Prep 10 mins
Cook 35 mins
An amazing mix of sauerkraut hidden in custard and topped with whipped cream. Don't tell them what their eating until after the pie is gone, and it will be.
- 1⁄4 cup white sugar
- 1⁄4 cup light brown sugar
- 3 eggs
- 2 1⁄2 cups milk
- 3⁄4 cup sauerkraut (chopped and well drained)
- 1 1⁄2 teaspoons vanilla extract
- 1⁄8 teaspoon salt
- 1 pie shell (9 inch)
- 1 dash cinnamon
- 1 dash nutmeg
- 1 cup whipped cream
- Preheat the oven to 425 degrees F.
- In a large bowl, mix milk, well drained chopped sauerkraut, brown and white sugars, eggs, vanilla, salt, cinnamon, and nutmeg.
- Pour mixture into 9 inch pie shell.
- Bake at 425 degrees F for about 30 - 35 minutes or until a knife inserted into filling about half way between edge and center, comes out clean.
- Serve topped with a tablespoon or two of whipped cream.

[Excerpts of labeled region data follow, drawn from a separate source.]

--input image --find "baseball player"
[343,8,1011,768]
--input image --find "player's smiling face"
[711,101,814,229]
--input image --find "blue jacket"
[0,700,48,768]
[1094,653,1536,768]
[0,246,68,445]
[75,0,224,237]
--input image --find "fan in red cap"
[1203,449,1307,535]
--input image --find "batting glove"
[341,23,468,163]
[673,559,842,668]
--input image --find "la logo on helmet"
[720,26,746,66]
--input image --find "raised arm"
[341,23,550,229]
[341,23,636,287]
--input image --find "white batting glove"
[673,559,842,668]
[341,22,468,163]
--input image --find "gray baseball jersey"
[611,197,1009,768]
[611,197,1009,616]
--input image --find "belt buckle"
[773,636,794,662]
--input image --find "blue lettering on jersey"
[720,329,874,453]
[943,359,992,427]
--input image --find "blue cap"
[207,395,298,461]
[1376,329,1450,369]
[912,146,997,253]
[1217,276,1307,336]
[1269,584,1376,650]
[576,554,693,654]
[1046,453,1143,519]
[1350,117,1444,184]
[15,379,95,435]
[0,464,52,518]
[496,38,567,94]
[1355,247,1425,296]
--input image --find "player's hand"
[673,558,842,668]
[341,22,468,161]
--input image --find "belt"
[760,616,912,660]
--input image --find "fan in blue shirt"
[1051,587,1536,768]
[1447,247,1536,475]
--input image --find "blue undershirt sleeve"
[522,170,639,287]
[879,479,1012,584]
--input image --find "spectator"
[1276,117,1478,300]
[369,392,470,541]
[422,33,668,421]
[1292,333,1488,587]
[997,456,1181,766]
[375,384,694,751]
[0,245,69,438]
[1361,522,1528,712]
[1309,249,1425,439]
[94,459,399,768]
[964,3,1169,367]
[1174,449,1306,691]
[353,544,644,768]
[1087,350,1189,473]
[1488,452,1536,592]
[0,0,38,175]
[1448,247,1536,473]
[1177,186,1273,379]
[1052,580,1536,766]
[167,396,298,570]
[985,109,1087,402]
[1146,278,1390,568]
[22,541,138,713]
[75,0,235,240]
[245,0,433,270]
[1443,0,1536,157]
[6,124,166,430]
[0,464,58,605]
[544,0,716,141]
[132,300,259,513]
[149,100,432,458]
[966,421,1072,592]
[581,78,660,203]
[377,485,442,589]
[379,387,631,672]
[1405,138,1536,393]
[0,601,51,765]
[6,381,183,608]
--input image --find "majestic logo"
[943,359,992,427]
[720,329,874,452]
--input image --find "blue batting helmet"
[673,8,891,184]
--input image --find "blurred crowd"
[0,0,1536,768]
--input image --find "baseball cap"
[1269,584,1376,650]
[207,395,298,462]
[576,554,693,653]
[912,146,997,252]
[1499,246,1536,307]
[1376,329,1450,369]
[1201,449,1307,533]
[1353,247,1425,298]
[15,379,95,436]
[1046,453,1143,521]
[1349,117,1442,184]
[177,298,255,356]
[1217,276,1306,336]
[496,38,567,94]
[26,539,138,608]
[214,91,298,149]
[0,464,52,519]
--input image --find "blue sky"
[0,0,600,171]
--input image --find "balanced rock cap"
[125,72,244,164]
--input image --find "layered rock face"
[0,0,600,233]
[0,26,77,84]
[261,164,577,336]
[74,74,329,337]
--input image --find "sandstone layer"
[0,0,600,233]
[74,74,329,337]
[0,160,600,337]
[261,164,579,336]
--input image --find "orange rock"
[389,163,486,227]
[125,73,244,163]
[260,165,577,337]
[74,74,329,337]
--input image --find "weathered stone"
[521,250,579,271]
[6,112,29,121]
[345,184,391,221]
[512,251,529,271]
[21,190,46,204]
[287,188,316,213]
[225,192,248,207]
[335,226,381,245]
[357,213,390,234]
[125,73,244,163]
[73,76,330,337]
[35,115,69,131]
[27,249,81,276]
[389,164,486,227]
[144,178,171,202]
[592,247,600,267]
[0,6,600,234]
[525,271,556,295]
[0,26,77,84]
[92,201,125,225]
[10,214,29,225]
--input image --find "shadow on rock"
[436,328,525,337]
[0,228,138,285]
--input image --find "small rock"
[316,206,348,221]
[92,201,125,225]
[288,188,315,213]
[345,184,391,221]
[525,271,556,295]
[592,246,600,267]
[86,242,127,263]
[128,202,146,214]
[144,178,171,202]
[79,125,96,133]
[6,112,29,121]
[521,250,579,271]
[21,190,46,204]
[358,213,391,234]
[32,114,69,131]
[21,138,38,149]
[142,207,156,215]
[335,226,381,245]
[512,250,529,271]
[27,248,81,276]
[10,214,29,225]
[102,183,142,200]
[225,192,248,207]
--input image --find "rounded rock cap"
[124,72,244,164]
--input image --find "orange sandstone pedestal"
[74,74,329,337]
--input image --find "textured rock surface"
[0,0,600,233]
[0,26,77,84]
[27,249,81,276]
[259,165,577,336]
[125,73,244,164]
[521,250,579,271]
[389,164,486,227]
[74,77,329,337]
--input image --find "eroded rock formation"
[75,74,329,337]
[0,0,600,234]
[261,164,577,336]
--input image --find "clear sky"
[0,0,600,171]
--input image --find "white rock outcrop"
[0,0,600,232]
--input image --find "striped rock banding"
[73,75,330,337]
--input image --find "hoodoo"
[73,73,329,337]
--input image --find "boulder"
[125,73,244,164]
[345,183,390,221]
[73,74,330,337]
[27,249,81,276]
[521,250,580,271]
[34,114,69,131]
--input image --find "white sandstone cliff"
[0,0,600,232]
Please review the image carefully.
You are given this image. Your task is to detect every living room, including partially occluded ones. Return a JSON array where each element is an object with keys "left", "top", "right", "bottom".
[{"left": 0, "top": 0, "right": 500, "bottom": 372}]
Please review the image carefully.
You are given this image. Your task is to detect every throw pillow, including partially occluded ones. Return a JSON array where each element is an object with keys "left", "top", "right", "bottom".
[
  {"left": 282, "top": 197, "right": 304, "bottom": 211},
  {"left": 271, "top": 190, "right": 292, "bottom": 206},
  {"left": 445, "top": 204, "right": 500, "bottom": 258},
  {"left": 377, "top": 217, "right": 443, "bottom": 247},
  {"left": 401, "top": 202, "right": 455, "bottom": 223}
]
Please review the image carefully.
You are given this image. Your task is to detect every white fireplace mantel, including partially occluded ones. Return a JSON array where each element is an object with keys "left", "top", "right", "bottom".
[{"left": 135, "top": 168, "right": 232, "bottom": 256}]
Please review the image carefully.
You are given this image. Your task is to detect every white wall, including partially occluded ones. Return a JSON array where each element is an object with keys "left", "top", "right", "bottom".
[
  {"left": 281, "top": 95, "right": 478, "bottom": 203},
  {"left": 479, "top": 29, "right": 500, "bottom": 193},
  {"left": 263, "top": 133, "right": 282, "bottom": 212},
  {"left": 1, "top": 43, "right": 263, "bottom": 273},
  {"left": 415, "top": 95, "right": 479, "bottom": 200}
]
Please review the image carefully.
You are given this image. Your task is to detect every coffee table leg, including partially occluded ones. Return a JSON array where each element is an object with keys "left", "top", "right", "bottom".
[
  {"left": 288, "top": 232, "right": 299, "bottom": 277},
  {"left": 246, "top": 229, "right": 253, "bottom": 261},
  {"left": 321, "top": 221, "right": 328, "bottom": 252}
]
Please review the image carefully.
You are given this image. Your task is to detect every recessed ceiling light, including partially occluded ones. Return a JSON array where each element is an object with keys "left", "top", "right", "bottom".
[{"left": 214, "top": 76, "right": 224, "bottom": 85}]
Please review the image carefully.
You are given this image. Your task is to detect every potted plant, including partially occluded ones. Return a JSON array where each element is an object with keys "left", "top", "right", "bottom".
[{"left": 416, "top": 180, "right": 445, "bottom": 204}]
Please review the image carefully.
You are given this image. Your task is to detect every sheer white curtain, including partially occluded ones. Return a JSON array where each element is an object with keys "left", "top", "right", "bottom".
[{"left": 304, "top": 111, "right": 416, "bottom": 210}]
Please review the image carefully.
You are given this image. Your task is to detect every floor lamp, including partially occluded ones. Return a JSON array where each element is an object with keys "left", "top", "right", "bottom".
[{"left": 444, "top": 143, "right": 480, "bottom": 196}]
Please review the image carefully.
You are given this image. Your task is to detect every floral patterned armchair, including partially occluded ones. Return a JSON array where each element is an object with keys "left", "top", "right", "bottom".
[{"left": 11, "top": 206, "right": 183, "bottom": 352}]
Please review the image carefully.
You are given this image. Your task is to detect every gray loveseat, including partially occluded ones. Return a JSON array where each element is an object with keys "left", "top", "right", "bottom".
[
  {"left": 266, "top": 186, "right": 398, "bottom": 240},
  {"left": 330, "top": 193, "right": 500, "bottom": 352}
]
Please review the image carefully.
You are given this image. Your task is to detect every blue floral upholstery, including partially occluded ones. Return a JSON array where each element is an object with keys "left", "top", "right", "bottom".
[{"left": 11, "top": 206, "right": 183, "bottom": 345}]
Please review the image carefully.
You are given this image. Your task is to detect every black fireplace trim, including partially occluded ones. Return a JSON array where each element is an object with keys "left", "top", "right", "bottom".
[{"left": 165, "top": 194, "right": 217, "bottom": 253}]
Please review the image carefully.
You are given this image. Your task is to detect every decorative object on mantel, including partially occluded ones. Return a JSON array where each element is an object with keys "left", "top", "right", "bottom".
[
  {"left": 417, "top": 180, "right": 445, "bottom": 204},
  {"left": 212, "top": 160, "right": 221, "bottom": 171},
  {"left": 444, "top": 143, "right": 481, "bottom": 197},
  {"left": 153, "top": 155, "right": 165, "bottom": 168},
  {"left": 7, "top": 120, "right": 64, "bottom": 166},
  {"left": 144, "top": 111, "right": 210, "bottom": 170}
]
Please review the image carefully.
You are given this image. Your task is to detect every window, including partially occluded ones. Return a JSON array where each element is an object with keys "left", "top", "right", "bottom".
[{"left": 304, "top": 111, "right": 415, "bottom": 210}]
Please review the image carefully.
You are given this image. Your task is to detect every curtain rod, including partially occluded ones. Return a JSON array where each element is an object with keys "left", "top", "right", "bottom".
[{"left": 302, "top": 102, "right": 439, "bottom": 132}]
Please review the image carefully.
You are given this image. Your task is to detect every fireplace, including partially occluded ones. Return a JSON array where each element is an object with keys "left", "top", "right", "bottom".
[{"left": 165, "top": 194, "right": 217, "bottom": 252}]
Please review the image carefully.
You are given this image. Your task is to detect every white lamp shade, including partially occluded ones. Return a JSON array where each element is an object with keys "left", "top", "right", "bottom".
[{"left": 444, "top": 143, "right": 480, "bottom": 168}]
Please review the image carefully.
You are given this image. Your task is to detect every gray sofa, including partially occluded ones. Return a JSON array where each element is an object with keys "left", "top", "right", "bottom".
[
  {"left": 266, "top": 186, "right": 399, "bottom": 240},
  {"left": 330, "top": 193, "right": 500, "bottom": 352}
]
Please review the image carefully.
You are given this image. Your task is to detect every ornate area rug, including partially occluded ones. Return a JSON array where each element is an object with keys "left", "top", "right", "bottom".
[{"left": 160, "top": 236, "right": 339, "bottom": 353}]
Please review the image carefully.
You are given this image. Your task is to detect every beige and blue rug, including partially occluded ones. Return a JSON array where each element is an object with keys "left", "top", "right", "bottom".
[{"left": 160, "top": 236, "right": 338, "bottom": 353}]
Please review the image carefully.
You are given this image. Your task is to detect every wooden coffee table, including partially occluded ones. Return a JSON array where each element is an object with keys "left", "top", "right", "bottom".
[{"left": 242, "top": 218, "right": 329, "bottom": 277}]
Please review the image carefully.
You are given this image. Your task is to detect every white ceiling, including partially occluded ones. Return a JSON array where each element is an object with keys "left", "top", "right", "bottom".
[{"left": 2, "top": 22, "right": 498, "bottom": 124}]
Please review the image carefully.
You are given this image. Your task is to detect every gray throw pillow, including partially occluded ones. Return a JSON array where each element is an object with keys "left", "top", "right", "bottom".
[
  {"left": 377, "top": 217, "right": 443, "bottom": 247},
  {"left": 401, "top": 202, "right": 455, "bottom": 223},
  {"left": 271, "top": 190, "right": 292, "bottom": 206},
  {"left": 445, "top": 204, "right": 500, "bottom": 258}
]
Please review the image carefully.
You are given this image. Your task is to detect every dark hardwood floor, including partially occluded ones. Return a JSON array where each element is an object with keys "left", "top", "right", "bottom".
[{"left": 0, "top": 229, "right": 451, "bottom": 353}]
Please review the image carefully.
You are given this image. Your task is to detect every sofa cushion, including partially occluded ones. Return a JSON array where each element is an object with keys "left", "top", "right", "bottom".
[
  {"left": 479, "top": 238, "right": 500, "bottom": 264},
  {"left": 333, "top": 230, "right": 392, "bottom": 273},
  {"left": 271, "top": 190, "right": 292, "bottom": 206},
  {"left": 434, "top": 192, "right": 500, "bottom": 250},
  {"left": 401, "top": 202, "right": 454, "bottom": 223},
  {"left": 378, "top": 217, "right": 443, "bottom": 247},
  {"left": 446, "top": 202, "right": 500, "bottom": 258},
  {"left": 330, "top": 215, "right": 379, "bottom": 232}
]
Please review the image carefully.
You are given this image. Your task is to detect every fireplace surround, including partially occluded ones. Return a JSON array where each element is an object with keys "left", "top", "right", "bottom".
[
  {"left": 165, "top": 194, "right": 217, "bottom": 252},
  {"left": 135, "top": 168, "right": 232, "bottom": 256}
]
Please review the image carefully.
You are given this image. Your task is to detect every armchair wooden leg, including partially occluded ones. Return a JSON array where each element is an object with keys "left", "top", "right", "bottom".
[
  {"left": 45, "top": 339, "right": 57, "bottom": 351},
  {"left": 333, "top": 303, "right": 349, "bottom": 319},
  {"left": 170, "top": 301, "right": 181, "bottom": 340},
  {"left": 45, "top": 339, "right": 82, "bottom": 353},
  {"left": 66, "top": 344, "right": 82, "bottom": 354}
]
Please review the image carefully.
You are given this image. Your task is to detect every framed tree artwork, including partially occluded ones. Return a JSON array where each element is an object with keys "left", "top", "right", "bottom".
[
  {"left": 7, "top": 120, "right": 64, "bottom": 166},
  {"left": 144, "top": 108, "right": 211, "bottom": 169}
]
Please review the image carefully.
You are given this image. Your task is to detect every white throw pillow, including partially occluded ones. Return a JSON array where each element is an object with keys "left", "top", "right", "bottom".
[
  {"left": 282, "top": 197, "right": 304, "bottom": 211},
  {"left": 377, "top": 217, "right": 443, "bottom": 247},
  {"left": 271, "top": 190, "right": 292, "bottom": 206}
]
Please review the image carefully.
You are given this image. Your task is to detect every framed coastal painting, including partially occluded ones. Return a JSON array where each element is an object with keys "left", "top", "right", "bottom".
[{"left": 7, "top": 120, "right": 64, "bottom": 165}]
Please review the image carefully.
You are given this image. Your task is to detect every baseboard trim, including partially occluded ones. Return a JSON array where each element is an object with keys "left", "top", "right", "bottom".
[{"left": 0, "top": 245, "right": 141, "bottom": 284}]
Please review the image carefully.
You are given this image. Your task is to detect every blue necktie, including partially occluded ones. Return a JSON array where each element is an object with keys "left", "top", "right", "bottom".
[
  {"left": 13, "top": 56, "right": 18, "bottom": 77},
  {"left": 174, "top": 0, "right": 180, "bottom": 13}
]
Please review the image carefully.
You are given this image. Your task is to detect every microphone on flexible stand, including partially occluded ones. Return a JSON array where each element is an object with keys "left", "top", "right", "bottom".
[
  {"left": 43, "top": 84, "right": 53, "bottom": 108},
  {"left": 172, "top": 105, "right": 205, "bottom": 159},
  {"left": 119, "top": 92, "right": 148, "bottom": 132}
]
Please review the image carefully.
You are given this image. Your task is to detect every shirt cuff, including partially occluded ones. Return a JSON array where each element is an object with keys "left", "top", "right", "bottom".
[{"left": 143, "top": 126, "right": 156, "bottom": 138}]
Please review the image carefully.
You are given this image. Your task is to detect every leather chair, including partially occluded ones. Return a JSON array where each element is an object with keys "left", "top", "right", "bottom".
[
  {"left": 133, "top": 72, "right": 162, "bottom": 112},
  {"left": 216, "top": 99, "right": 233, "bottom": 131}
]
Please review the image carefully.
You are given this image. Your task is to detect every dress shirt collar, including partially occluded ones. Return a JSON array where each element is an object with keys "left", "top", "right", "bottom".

This pie is oddly awesome. However, I will make a couple changes next time. I think I'll cut back the milk 1/2 Cup as it nearly spilled over the top of the crust and took about 45 minutes to fully cook. I would also recommend squeezing out as much sauerkraut juice as you can before adding the kraut to the other ingredients. I also have to wonder, this is so much like coconut I wonder if a little coconut extract would fool the picky eaters in my house. I might even try that as well.